A problem about socket programming in ubuntu

Hi, I’m trying to make a socket receive sensor data in real-time on ubuntu 20.04. But something weird happens. When I use the play button, the scene works ordinarily, but in the builded executable, the socket sporadically “waits” for the “receive”. It should receive the next message immediately because the sensor only uses the local network, and it does in the UnityEditor. My code looks something like this (just a simple socket program using a thread):

_clientReceiveThread = new Thread (new ThreadStart(ListenSensor));
_clientReceiveThread.IsBackground = true; 			
_clientReceiveThread.Start();

....
....

private voide ListenSensor()
{
    _receivingUdpClient = new UdpClient(PortNumber);
    IPEndPoint ipe = new IPEndPoint(IPAddress.Any, PortNumber);                
    byte[] receivedByteData = new byte[1024];
    
    while(_isPlaying)
    {
        receivedByteData = _receivingUdpClient.Receive(ref ipe);
    }
}

The thing that can be a hint is that it works fine when it is build on windows.
Does anybody knows how to solve this??

I’ve solved this problem by myself. I’ll leave the answer for others to refer.
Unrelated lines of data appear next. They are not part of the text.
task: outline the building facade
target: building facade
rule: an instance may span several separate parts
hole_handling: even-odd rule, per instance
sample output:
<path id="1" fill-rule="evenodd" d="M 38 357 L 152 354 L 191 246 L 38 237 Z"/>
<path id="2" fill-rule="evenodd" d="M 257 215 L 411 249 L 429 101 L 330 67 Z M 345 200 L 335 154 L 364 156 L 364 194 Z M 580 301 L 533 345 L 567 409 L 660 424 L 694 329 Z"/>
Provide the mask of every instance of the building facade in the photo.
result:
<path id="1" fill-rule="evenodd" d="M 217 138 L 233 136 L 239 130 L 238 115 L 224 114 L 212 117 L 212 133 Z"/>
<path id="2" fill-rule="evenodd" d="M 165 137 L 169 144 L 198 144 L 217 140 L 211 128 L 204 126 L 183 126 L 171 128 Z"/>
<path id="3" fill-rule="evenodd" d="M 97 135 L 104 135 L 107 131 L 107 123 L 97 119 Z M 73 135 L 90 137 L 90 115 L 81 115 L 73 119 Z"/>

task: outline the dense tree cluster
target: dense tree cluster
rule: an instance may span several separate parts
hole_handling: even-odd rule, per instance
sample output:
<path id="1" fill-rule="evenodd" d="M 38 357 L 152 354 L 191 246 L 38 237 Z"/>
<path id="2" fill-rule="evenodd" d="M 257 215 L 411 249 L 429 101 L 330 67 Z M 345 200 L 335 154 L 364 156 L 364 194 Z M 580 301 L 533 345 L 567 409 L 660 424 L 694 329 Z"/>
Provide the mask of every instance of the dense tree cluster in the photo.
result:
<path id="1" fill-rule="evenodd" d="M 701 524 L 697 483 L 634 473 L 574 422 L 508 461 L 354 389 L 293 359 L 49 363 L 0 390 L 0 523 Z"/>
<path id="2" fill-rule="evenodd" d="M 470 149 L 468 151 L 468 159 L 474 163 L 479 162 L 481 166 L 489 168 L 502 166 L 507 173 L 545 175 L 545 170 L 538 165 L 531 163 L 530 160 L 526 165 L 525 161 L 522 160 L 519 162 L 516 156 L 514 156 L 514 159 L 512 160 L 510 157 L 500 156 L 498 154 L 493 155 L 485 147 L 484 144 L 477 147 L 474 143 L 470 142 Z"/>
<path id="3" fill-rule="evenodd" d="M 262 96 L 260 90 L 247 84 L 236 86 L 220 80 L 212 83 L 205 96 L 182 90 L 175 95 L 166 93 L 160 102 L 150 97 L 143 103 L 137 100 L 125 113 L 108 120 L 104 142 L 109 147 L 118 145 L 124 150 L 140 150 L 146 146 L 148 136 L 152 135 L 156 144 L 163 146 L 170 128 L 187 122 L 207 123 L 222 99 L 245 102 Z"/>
The socket programming itself was not the problem. The real problem was about the Garbage Collector.

In th first place, after receiving the data I have made a “new” Array or List to save it, because it always have different size of data. But because this happens after every “receive” (which happens quiet frequently), the Garbage Collector stacks and it consumes time for the removing process. It seems that the socket receive function is easily influenced by the GC. The reason why this happens only on the builded execute file is because (I heard) that UnityEditor has the ability to manage the garbage collector itself, but the execute file excludes those functionality when build.

The stuttering receive stoped when I Initalized the data buffer size only once and fixed the size of the data buffer to the maximum size. If something similar happens, I suggest to check whether your code allocates new arrays over and over.